Synthetic steel box bridge constructed through the construction step as described above is applied to the concrete upper plate 20, by introducing a compressive force by tensioning the inner tendon 30 in the upper plate 20 of the point, that is, the center portion 21 The tensile stress can be offset to effectively prevent cracking of the upper plate 20 generated at the point portion and corrosion of the mold due to this.

And the composite steel box bridge constructed by the construction method according to the present invention is the compression force by the external tendon 60 introduced into the steel box (2) generates an upward restoring force to the steel box (2) in the middle section of the span Since the deflection caused by the effective offsetting, it is possible to prevent excessive deflection of the steel box (2).

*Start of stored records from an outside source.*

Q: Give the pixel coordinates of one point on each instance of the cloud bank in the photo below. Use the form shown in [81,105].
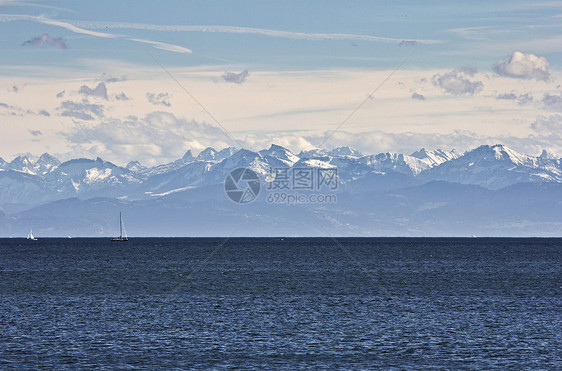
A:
[161,99]
[458,82]
[523,66]
[98,91]
[46,40]
[237,78]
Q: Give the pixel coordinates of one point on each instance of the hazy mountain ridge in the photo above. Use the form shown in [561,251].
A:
[30,182]
[491,190]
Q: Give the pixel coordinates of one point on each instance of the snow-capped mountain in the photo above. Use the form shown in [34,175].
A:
[29,182]
[496,167]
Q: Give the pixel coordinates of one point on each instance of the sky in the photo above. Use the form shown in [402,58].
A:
[147,81]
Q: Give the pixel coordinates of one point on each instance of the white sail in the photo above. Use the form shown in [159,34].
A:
[30,235]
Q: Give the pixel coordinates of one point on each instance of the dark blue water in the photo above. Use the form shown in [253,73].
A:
[273,303]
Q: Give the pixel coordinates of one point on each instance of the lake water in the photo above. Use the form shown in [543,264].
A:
[294,303]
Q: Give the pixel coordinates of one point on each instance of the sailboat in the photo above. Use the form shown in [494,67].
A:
[30,235]
[122,232]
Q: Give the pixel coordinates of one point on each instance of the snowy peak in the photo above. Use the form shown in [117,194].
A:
[45,164]
[225,153]
[500,152]
[22,164]
[496,167]
[135,166]
[280,153]
[208,154]
[345,152]
[313,153]
[188,157]
[544,155]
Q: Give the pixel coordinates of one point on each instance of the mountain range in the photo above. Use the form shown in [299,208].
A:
[490,190]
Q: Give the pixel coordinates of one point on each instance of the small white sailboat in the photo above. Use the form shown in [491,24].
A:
[122,232]
[30,236]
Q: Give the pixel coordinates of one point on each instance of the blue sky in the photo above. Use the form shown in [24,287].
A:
[469,72]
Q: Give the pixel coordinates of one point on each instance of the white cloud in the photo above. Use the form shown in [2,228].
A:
[523,66]
[237,78]
[552,102]
[71,27]
[156,138]
[551,124]
[46,40]
[457,82]
[161,99]
[98,91]
[250,30]
[164,46]
[520,98]
[81,111]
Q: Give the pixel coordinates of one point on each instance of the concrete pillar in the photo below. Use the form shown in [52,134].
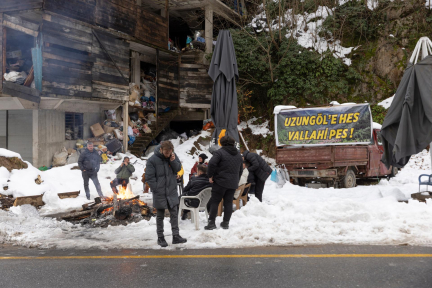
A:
[125,125]
[136,68]
[35,138]
[209,28]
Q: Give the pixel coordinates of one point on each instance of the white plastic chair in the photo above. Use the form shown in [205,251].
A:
[204,197]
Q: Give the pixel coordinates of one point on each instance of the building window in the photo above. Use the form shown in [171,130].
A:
[74,126]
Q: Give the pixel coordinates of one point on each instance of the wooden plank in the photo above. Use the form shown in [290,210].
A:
[2,52]
[59,20]
[84,88]
[56,29]
[35,201]
[74,56]
[17,93]
[37,4]
[20,88]
[80,66]
[20,28]
[111,85]
[68,195]
[21,22]
[108,78]
[63,41]
[66,92]
[55,78]
[75,9]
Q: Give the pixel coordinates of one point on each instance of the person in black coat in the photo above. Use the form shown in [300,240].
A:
[260,170]
[89,164]
[224,169]
[194,187]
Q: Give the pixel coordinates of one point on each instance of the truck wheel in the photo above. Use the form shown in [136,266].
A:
[299,181]
[349,181]
[395,170]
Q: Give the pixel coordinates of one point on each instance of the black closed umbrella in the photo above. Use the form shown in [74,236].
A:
[224,72]
[407,127]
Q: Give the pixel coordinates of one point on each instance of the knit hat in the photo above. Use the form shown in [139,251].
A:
[203,156]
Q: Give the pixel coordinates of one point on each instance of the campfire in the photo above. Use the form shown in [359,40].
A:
[123,206]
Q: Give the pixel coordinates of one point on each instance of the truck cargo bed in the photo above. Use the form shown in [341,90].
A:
[322,156]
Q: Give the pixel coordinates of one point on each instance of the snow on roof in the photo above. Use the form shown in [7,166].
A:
[279,108]
[8,153]
[386,103]
[376,126]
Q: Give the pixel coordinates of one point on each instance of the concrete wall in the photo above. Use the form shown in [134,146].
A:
[2,128]
[51,133]
[89,120]
[21,133]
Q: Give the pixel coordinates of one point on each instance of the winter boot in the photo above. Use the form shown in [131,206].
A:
[162,242]
[225,225]
[177,239]
[211,225]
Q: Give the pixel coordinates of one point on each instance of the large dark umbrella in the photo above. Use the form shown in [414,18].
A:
[224,72]
[407,127]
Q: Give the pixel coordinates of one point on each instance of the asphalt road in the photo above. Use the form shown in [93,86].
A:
[306,266]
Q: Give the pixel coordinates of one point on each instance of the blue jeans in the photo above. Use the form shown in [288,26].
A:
[91,175]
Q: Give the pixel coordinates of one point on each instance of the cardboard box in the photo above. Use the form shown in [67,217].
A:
[97,130]
[109,129]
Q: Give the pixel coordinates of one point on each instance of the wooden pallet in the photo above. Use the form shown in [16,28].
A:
[142,142]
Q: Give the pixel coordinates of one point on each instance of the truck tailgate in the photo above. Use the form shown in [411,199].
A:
[322,156]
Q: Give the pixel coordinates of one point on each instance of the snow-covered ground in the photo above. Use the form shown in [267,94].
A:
[291,215]
[257,129]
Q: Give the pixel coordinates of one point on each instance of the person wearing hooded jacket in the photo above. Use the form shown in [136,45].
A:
[161,176]
[89,164]
[260,170]
[224,170]
[201,161]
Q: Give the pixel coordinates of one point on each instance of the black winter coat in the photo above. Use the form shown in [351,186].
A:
[89,161]
[226,167]
[161,176]
[194,187]
[258,166]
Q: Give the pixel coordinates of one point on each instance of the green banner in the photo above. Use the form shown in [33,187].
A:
[338,125]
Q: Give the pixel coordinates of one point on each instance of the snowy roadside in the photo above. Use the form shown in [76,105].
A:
[291,215]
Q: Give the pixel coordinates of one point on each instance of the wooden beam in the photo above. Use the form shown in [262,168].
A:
[4,53]
[125,125]
[209,28]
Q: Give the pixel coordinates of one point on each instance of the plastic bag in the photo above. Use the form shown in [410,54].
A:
[285,172]
[60,158]
[273,176]
[110,114]
[280,178]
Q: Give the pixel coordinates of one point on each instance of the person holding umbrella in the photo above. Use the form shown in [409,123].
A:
[224,171]
[260,170]
[201,158]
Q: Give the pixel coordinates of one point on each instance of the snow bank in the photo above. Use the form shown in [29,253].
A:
[9,154]
[257,129]
[291,215]
[386,103]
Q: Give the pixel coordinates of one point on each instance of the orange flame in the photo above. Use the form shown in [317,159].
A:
[125,192]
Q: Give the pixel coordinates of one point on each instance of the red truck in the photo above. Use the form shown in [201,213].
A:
[335,165]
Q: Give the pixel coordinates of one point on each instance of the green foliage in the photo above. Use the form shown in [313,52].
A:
[298,74]
[378,113]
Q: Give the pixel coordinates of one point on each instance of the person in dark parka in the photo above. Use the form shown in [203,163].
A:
[89,163]
[161,176]
[261,171]
[194,187]
[225,169]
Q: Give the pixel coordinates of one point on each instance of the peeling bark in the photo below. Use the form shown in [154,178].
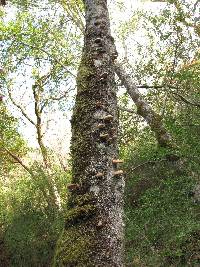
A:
[93,235]
[153,119]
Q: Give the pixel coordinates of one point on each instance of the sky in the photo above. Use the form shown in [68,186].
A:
[59,132]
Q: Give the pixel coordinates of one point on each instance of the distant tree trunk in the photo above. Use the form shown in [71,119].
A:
[153,119]
[93,234]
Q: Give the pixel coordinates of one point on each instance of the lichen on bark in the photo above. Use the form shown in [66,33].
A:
[93,234]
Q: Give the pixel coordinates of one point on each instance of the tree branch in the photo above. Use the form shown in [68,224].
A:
[153,119]
[18,160]
[20,108]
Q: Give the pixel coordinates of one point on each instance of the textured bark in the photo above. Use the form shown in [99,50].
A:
[153,119]
[93,235]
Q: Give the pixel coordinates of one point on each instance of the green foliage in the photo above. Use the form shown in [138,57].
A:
[31,225]
[162,219]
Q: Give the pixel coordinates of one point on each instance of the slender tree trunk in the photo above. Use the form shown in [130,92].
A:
[93,234]
[153,119]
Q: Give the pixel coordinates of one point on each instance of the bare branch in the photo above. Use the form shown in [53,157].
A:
[20,108]
[127,110]
[185,100]
[49,55]
[153,119]
[18,160]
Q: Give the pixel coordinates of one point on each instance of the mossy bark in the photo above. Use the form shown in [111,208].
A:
[93,235]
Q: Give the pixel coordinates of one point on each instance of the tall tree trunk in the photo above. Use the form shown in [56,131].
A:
[93,234]
[153,119]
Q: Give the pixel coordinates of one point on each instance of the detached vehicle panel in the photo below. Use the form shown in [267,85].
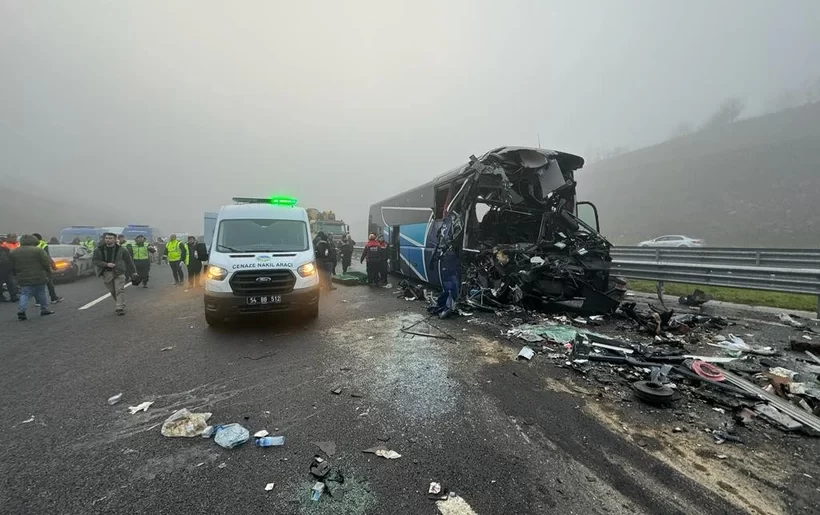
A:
[503,229]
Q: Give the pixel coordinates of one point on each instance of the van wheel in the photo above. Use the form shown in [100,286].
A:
[213,321]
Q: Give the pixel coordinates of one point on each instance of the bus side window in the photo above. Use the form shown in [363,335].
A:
[442,197]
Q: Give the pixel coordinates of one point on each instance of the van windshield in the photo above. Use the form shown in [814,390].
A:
[261,235]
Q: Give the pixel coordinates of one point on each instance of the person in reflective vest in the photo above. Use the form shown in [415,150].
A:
[193,262]
[11,242]
[174,252]
[41,243]
[141,254]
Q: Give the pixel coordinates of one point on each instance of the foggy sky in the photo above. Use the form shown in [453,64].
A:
[340,104]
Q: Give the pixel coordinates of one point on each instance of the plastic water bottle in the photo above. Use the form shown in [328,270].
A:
[270,441]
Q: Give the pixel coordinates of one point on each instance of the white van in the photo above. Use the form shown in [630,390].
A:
[261,260]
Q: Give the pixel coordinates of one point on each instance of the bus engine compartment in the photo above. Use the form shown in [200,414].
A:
[514,228]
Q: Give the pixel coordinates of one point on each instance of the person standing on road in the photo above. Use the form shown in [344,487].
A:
[11,242]
[384,251]
[89,244]
[192,262]
[32,268]
[324,259]
[172,249]
[371,252]
[41,243]
[7,275]
[346,250]
[141,254]
[114,264]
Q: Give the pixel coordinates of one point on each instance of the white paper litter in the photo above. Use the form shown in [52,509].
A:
[143,406]
[390,455]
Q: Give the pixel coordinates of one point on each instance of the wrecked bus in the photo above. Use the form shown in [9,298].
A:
[503,229]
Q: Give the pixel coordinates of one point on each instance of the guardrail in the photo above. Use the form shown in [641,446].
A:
[771,269]
[781,270]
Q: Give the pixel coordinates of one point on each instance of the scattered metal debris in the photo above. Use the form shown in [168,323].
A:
[143,406]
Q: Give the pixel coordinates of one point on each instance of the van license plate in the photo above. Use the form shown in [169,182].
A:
[265,299]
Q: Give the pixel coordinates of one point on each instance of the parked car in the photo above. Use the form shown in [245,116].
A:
[672,241]
[70,262]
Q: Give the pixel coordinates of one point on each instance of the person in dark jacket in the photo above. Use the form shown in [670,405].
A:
[325,256]
[191,258]
[383,255]
[114,265]
[7,275]
[372,254]
[346,250]
[32,269]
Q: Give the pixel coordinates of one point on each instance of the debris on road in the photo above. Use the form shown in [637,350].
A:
[319,468]
[454,505]
[788,320]
[317,490]
[695,299]
[526,352]
[143,406]
[328,448]
[183,423]
[270,441]
[653,393]
[388,454]
[231,435]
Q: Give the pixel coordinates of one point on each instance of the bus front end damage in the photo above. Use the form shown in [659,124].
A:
[513,230]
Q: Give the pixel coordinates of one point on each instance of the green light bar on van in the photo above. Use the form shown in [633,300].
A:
[283,201]
[276,201]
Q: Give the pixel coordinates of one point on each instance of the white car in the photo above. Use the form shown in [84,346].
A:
[672,241]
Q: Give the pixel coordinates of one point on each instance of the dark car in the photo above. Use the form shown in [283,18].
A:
[70,262]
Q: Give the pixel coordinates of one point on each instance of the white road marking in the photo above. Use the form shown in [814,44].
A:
[97,301]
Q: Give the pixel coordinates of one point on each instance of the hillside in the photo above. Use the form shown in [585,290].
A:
[751,183]
[25,212]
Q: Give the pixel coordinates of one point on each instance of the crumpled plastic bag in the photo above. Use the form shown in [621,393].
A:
[231,435]
[185,423]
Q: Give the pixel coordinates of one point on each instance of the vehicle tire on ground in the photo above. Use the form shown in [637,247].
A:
[312,312]
[213,321]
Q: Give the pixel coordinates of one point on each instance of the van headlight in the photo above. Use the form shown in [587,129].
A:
[216,273]
[307,269]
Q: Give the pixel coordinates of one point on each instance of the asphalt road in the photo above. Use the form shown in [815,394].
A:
[461,413]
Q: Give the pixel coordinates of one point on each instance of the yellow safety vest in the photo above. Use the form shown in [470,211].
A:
[140,252]
[172,247]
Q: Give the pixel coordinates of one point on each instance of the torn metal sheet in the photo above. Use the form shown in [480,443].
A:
[807,419]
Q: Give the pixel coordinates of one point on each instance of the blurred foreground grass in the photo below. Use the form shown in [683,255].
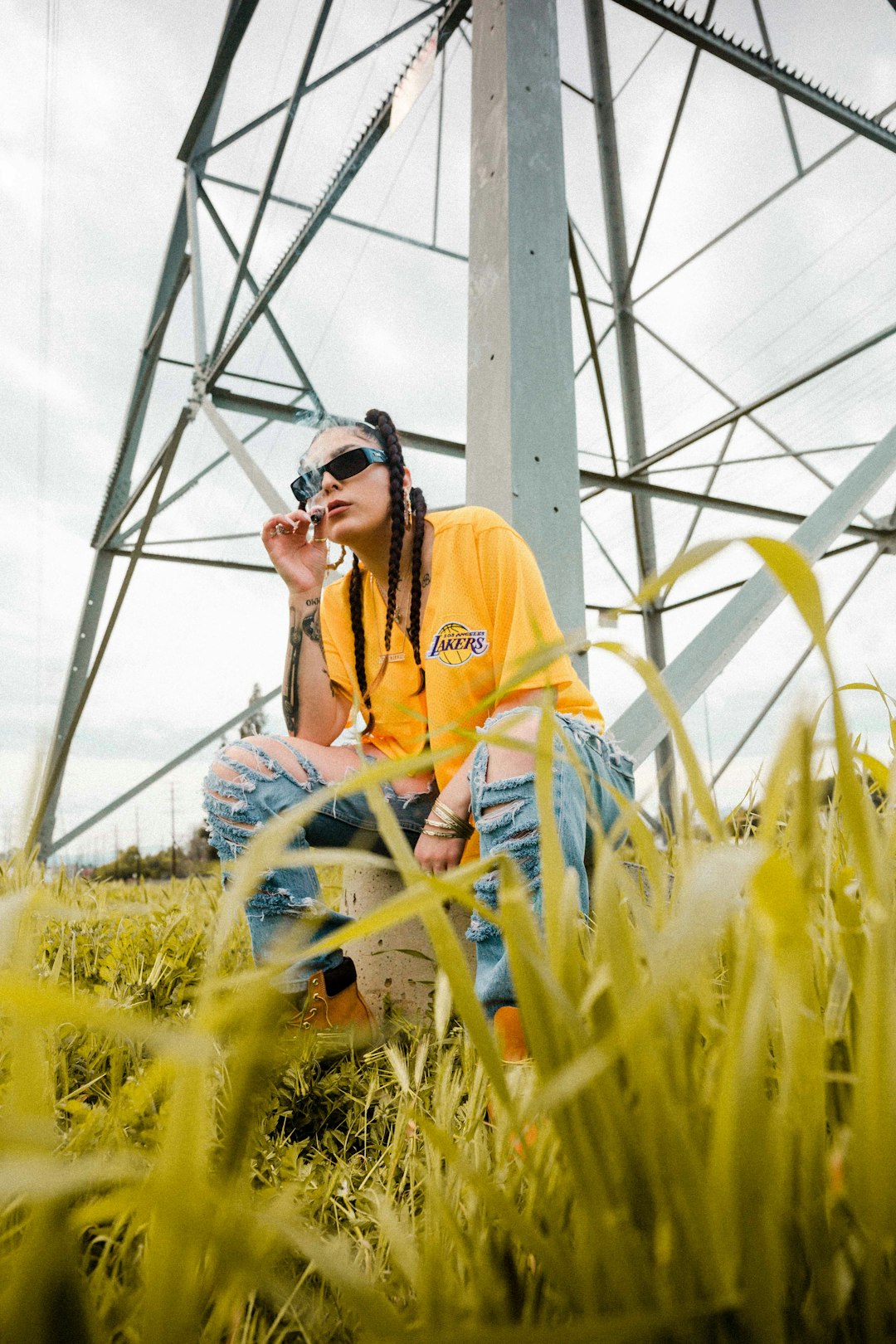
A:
[713,1088]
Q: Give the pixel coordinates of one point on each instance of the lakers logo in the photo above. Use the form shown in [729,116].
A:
[455,644]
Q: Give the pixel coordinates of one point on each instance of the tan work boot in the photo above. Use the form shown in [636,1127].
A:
[509,1035]
[514,1050]
[336,1006]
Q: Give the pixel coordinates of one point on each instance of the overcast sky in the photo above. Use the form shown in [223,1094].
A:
[90,124]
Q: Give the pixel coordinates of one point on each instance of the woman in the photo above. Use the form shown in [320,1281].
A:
[437,615]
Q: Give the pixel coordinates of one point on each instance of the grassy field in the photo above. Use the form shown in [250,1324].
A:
[711,1105]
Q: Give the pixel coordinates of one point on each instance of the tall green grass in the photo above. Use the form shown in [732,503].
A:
[712,1093]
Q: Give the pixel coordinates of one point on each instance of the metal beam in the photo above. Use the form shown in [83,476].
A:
[324,78]
[757,208]
[245,378]
[344,219]
[666,153]
[80,682]
[789,129]
[735,405]
[280,149]
[605,481]
[270,494]
[762,66]
[344,177]
[197,559]
[227,401]
[592,346]
[739,411]
[202,127]
[271,321]
[641,726]
[782,686]
[191,188]
[52,847]
[520,364]
[627,351]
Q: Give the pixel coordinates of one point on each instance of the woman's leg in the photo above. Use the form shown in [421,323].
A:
[505,813]
[260,777]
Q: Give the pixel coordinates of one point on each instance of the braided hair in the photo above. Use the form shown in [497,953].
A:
[377,425]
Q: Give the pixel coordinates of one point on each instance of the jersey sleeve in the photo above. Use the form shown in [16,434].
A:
[522,617]
[336,633]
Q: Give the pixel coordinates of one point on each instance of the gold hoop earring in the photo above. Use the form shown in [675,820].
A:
[334,565]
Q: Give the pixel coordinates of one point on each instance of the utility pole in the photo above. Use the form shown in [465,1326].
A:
[522,452]
[173,852]
[627,348]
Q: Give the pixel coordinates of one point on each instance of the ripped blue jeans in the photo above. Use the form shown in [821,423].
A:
[507,819]
[234,808]
[504,812]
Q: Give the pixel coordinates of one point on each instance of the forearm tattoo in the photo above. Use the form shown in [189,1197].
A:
[312,626]
[290,682]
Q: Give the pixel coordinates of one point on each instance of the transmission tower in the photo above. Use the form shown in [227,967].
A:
[531,266]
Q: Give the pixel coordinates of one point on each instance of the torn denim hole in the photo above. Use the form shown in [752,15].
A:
[278,901]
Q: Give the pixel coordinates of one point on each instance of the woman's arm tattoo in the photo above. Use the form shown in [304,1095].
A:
[312,626]
[290,684]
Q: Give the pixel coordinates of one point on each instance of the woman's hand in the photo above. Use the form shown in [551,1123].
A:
[299,563]
[437,855]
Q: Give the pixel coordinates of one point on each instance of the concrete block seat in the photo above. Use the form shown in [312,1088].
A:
[397,967]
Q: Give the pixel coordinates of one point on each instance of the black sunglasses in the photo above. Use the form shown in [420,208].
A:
[308,483]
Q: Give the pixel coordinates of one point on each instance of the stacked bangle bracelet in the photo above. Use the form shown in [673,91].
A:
[444,824]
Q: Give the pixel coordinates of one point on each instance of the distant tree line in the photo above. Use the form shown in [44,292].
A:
[130,864]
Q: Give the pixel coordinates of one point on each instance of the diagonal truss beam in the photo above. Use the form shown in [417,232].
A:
[739,411]
[271,321]
[455,11]
[782,686]
[785,114]
[635,485]
[761,66]
[735,405]
[80,691]
[158,774]
[323,14]
[666,153]
[642,724]
[269,492]
[324,78]
[754,210]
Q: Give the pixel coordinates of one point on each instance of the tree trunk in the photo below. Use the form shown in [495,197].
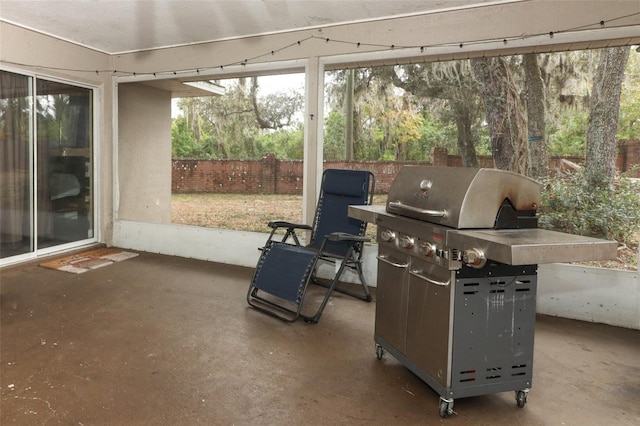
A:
[535,96]
[601,147]
[507,124]
[348,113]
[465,138]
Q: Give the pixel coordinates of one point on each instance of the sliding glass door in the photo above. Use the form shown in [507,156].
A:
[46,164]
[16,165]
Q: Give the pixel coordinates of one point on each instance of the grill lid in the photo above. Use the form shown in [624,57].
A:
[462,197]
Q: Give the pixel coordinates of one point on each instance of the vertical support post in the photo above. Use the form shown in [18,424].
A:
[313,138]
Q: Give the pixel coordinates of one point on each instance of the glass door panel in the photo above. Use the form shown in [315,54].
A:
[16,171]
[64,163]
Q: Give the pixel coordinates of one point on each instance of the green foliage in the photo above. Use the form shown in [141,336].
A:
[286,144]
[569,205]
[629,119]
[334,127]
[569,137]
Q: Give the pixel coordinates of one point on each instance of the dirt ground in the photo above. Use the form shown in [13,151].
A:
[253,212]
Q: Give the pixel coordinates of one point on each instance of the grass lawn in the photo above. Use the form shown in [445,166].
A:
[253,212]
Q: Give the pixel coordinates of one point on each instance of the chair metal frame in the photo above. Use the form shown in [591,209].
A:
[328,243]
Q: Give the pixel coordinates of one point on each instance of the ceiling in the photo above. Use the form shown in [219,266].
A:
[119,26]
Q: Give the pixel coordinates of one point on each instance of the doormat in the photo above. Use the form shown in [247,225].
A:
[88,260]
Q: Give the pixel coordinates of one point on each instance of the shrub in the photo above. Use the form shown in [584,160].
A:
[569,205]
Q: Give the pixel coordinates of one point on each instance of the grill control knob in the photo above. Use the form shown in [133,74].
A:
[427,249]
[406,242]
[387,235]
[474,258]
[426,184]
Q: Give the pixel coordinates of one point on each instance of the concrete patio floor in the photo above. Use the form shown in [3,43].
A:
[159,340]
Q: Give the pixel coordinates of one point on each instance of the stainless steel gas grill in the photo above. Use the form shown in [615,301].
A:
[457,276]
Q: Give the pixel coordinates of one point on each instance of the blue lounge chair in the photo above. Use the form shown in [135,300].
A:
[286,267]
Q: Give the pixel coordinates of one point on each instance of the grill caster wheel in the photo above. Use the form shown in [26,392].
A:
[521,397]
[379,352]
[446,407]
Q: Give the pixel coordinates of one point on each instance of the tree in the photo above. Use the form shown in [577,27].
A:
[536,117]
[453,83]
[507,123]
[601,147]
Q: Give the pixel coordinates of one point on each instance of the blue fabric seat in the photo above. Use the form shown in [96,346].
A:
[286,267]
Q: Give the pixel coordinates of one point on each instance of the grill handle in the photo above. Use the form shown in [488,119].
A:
[417,274]
[434,213]
[394,264]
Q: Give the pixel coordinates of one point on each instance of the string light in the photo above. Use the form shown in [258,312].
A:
[327,40]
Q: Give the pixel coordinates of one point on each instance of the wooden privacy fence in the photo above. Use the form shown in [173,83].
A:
[270,175]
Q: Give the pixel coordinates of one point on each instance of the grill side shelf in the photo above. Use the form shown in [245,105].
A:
[532,246]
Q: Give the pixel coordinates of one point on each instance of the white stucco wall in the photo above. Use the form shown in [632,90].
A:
[600,295]
[144,154]
[134,165]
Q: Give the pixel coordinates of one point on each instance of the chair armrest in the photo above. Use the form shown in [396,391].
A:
[343,236]
[282,224]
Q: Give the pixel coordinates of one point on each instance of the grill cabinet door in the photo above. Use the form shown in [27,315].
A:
[391,297]
[428,319]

The construction method of the composite steel box bridge according to the present invention can be applied not only to the composite steel box bridge but also to steel bridges made of other types of molds.

As described above, the composite steel box bridge construction method according to the present invention introduces prestresses into the center portion 21 and the steel box 2 of the upper plate 20, respectively, so that cracks and cracks at the point portion due to tensile stress and The deflection of the steel box 2 can be effectively prevented, thereby increasing the stability, thus extending the common life of the bridge.

In addition, the construction method of the composite steel box bridge according to the present invention does not need to design the mold cross section force more than necessary, and thus, there is an economic effect that can reduce the excessive expenditure of materials and construction costs.

Claims (1)

In the construction method of the bridge to build a steel box on the pier and to install a top plate thereon, A plurality of diaphragms which erect the steel box 2 on the pier 1 and divide the upper plate 20 into the central portion 21 centered on the point portion above the pier 1 and the outer portion 22 on the left and right in the axial direction. Installing a top plate formwork (10) comprising a plurality of block boxes 12 covering the stud (4) to prevent mutual synthesis of the 10 and the steel box (2) and the center portion 21 of the top plate (20) Wow; Installing an internal tendon (30) at the point center portion (21) of the upper formwork (10) and placing concrete after placing the reinforcing bars (40); Stretching the inner tendon (30) after hardening the concrete and introducing a compressive force to the point center portion (21) of the upper plate (20); Placing concrete after placing the reinforcing bar 40 on the outer portion 22 of the upper plate 20; Synthesizing the top plate 20 and the steel box 2 by pouring non-contraction mortar on the block-out portion 50 formed by removing the block box 12 of the center portion 21 covering the stud 4. Wow; Disassemble the top formwork 10, install the outer tendon 60 along the throttling direction on both inner sides of the lower side of the steel box 2 and then tension to introduce a compressive force, characterized in that consisting of a step Construction method of type steel box bridge.